Now that we're over a month removed from the Galaxy S9 and S9+ launch, Samsung's pulling back the curtain a little bit to give us more details on how it achieved 960 fps slow motion, overcoming issues of light, sensor types and user experience.
This is not a small change or improvement — it's a big shift.
Modern camera sensor technology already put Samsung in a good starting position, as CMOS sensors were already capable of rapidly exposing images and lowering distortion. And using them up until this point Samsung was able to offer 240 fps slow-motion without issue, as was just about every other phone maker. But in order to have slow motion on the level of the Galaxy S9, it had to switch things up to support a typical CMOS sensor with new technology underneath.
The result is a three-layer stacked camera module, which uses a CMOS sensor at the top, but also backs it up with a four-times faster readout circuit to take in the data and dedicated DRAM just for the camera.
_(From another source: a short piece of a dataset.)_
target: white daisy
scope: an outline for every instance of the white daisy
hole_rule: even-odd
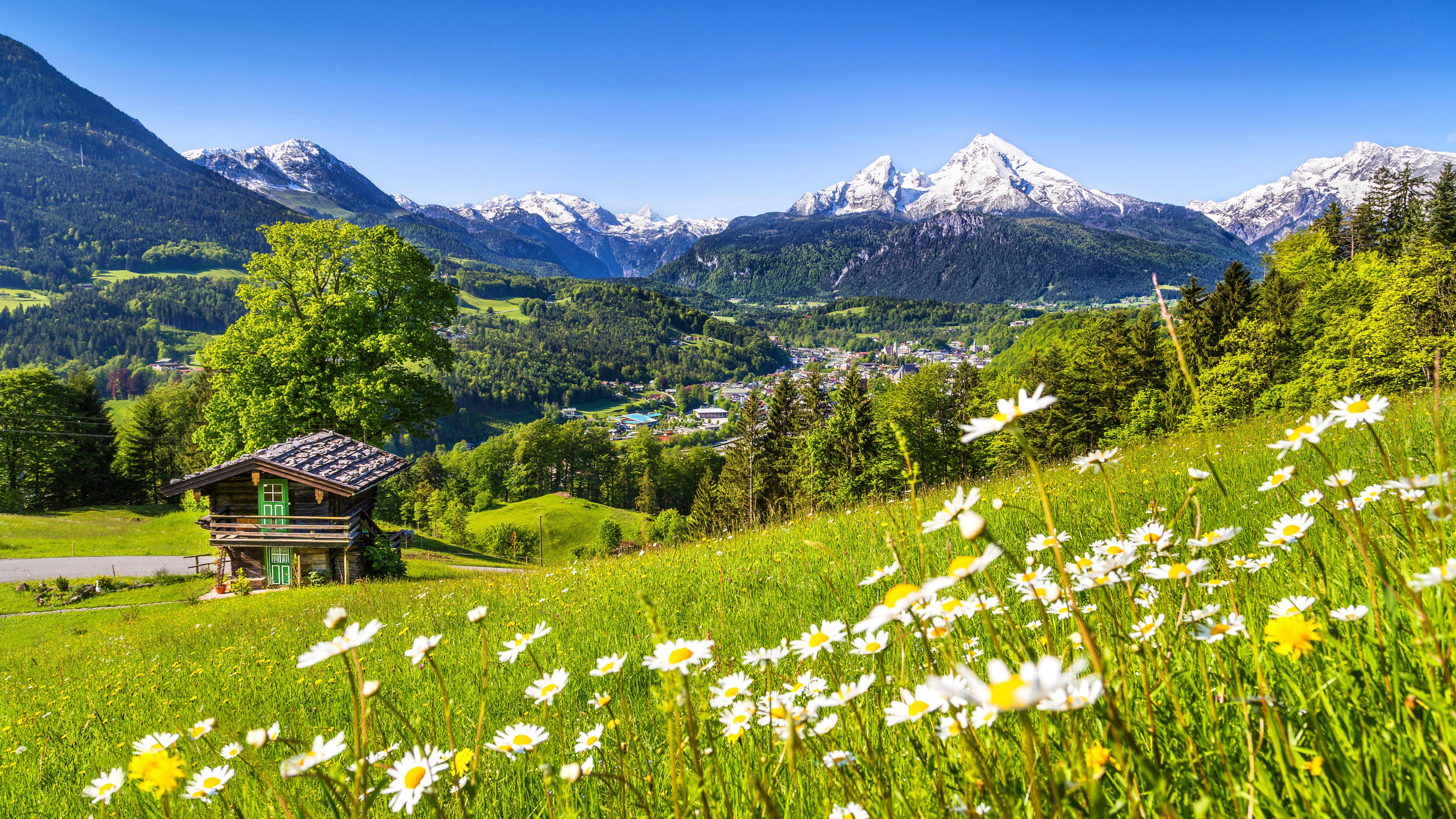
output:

Having the dramatically faster circuit and dedicated memory is the only way the Galaxy S9 can capture 960 fps video — and even at this point it can only be capture for 0.3 seconds at a time.
Even if you don't shoot slow-mo, the new camera tech dramatically improves low-light photos.
But even if you don't use the 960 fps video mode (though I really recommend you give it a shot), this new stacked camera module with dedicated memory also enables the Galaxy S9's fantastic low light photo performance. The same technology that lets the sensor capture 960 fps video also lets it capture a dozen frames simultaneously for still shots, processing them in batches and outputting a single photo with dramatically lower noise and smoother details. And the results are pretty clear to see: the low-light photos on the Galaxy S9 are great, and a substantial improvement over the Galaxy S8.
If you're been using a Galaxy S9 you may not really care about how the phone gets this advanced camerawork done, but smartphone (and photography) nerds among us can appreciate how big of an improvement this all is. The next step, of course, is to get the resolution higher (960 fps is just 720p) and potentially improve the low light performance further with new lens technology. Samsung seems pretty proud of its advancements in photography, so I wouldn't expect it to stop here.